Of course ‘the real’ is metaphoric as well because finding it was not seen but rather a part of the discourse. It was speaking through the symptoms of what the patient was (un)doing to cope with the truth. Therapy can get lost in addressing unmet needs when in truth its power is in confronting desire in engagement with what Donald Winnicott called the ‘False Self’. One can know when grief needs therapy and not counseling when there is an obsession with grieving the right way or good way or after a trauma there is a voice of righteous rage that becomes persecutory. Health mourning becomes less about making us be good and more about making us more true - which is to have a more ambivalent relation to what we want out of love.

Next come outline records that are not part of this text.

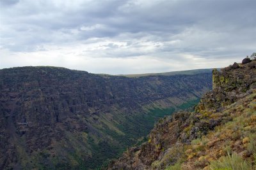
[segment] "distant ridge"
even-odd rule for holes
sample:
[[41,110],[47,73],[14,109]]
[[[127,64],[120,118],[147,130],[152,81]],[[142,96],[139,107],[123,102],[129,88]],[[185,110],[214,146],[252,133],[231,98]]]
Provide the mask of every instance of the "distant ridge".
[[213,69],[198,69],[184,71],[175,71],[170,72],[159,73],[145,73],[145,74],[118,74],[116,76],[125,77],[142,77],[150,76],[175,76],[175,75],[193,75],[199,73],[212,73]]

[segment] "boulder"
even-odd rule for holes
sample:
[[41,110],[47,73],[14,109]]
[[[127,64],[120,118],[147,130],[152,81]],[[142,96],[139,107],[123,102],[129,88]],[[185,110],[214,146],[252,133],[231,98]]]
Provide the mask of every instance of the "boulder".
[[239,67],[239,66],[238,65],[237,63],[234,62],[234,63],[233,64],[233,65],[231,67],[232,67],[232,69],[238,69],[238,68]]
[[246,58],[242,60],[242,64],[246,64],[246,63],[249,63],[249,62],[250,62],[251,61],[252,61],[252,60],[251,60],[250,59],[249,59],[248,57],[246,57]]

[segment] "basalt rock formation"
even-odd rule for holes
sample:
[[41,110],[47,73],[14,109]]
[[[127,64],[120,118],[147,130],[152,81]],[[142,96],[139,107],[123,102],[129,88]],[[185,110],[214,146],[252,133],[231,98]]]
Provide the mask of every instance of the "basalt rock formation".
[[234,65],[213,70],[194,111],[161,119],[108,169],[256,169],[256,60]]
[[142,141],[159,117],[196,103],[211,76],[1,69],[0,169],[96,168]]

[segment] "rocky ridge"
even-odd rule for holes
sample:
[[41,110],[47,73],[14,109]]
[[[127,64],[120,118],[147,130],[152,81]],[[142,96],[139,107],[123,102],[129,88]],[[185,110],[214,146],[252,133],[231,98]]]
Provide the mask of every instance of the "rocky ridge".
[[147,143],[128,149],[108,169],[255,169],[255,66],[246,59],[214,69],[212,90],[193,112],[161,119]]
[[0,169],[95,168],[147,135],[159,117],[193,106],[211,87],[211,77],[1,69]]

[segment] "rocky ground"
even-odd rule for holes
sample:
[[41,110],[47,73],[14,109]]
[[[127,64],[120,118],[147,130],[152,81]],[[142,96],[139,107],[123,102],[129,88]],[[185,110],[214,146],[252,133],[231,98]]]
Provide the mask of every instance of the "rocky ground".
[[159,117],[194,104],[211,79],[209,71],[127,78],[1,69],[0,169],[95,168],[138,142]]
[[193,112],[159,120],[108,169],[256,169],[256,60],[213,70]]

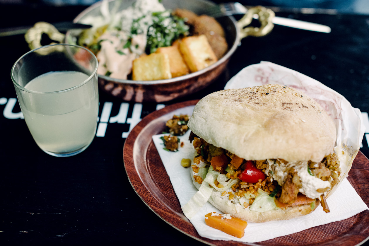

Dr. Winnicott writes in his paper Maturational Process, “On the basis of this, one could say the False Self deceives the analyst if the latter fails to notice that, regarded as a whole functioning person, the False Self, however set up, lacks something, and that something is the central element of creative originality.” (pg. 152) In other words, while grieving the lost object of love which feels be missing in one’s life Winnicott notices that mourning becomes unstuck only when the mourner becomes aware that what is missing is not outside of themselves, rather it is their true self which has become missing from their own story.

(1) Freud, S. 2001 (orig. 1913). Totem and Taboo: Some Points of Agreement between the Mental Lives of Savages and Neurotics (trans. James Strachey). Oxford: Routledge Classics.

(2) Klein, M Love Guilt and Reparation, Love, Guilt and Reparation: And Other Works 1921-1945 (The Writings of Melanie Klein, Volume 1; pg. 16

(3) Klein, M Love, Guilt, and Reparation, Love, Guilt and Reparation: And Other Works 1921-1945 (The Writings of Melanie Klein, Volume 1; pg.1 7

(4) John Bowlby, Grief and Mourning in Infancy and Early Childhood, Psycho-anyltic study of a child, 1960., pg 13.